Beata Giuliana Kim Yeon-i
Martire
Aggiornato il 21 luglio 2026
Una vita spesa per il Vangelo
Giuliana Kim Yeon-i nacque in Corea nel mille settecento sessantadue. Il momento decisivo della sua esistenza fu l'incontro con padre Giacomo Zhou Wen-mo, dal quale ricevette il sacramento del Battesimo, entrando a far parte della comunità dei credenti.
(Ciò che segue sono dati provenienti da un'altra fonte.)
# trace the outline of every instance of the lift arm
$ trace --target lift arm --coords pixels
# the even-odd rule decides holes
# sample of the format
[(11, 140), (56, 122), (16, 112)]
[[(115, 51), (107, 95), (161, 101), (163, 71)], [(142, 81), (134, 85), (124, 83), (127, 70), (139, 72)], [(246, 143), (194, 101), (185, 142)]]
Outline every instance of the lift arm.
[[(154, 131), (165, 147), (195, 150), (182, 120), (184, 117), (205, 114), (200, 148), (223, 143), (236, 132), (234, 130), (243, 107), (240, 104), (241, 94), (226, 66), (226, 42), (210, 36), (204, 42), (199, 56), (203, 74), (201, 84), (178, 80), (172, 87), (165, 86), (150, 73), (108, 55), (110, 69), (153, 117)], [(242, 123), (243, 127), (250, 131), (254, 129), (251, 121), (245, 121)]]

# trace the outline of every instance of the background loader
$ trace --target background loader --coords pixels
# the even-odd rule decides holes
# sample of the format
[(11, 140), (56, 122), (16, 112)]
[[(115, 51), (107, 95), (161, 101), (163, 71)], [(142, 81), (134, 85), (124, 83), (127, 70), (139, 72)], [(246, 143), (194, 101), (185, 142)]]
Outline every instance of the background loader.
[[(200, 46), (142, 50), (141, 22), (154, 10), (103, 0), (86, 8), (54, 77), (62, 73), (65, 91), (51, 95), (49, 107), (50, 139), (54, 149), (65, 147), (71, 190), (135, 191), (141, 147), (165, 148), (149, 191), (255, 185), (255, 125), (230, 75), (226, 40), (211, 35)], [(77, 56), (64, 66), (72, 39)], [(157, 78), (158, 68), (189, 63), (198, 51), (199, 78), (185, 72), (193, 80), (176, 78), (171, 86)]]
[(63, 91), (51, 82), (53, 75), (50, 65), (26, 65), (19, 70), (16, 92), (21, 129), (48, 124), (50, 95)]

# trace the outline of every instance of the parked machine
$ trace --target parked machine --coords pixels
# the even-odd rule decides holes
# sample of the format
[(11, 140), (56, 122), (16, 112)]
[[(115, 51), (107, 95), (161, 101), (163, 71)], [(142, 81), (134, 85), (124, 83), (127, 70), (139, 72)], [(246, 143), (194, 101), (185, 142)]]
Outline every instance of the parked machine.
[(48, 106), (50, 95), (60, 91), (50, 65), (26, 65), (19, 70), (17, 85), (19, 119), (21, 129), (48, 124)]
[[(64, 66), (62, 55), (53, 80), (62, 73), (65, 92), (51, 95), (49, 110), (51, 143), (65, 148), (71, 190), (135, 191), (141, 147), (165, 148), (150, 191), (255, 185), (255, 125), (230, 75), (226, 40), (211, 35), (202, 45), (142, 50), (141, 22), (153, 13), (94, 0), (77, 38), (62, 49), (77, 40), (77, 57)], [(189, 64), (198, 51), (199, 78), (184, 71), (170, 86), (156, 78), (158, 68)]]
Da quel momento, la sua missione divenne chiara e urgente: portare la luce di Cristo negli ambienti più alti della società coreana del tempo. Con grande discrezione e sapienza, Giuliana si dedicò all'evangelizzazione delle dame di corte e di diversi membri della famiglia reale, tessendo una trama silenziosa ma efficace di testimonianza cristiana. La sua presenza presso Yangjegung divenne un punto di riferimento spirituale, in un periodo in cui la fede cattolica era guardata con sospetto e ostilità dalle autorità.
Quando la persecuzione contro i cristiani si fece più feroce, Giuliana non arretrò di fronte al pericolo. Al contrario, il suo impegno si trasformò in una forma coraggiosa di accoglienza, poiché scelse di nascondere numerosi rifugiati cattolici, esponendosi in prima persona per proteggere la vita dei propri fratelli. Tale dedizione non passò inosservata ai persecutori. Arrestata a causa della sua fede e della sua opera caritatevole, Giuliana fu sottoposta a dure torture, volte a costringerla all'abiura. Ella tuttavia rimase ferma nella sua confessione, preferendo subire le sofferenze del corpo piuttosto che tradire l'amore di Dio. Condannata a morte, venne infine condotta presso la Piccola Porta Occidentale di Seul, dove subì il martirio tramite decapitazione nell'anno mille ottocento uno. La sua morte non fu la fine di un percorso, ma la testimonianza suprema di una vita che aveva trovato nel Vangelo il suo unico senso.
Il culto e la memoria
La figura della Beata Giuliana Kim Yeon-i occupa un posto di rilievo nella storia della Chiesa in Corea, terra che ha visto germogliare la fede grazie al sacrificio di numerosi testimoni. Il suo culto è indissolubilmente legato alla memoria collettiva dei martiri coreani, un gruppo di fedeli che ha saputo rendere ragione della propria speranza in condizioni di estrema avversità. La Chiesa ricorda Giuliana come una donna di grande spessore morale, capace di coniugare l'azione apostolica con un profondo spirito di servizio verso i sofferenti.
Il riconoscimento ufficiale della sua santità è giunto il sedici agosto del duemila quattordici, per mano di Papa Francesco. In quel giorno, la Chiesa ha voluto onorare Giuliana Kim Yeon-i inserendola nel novero dei martiri coreani guidati da Paolo Yun Ji-chung, confermando così la validità del suo esempio per le generazioni cristiane di ogni tempo. La sua testimonianza, che si celebra liturgicamente il due luglio, continua a invitare i fedeli alla coerenza e al coraggio nelle prove quotidiane, ricordando che la fedeltà a Dio è il bene più prezioso che un essere umano possa custodire.
Domande frequenti
Quando si festeggia la Beata Giuliana Kim Yeon-i?
La sua ricorrenza si celebra il giorno due luglio.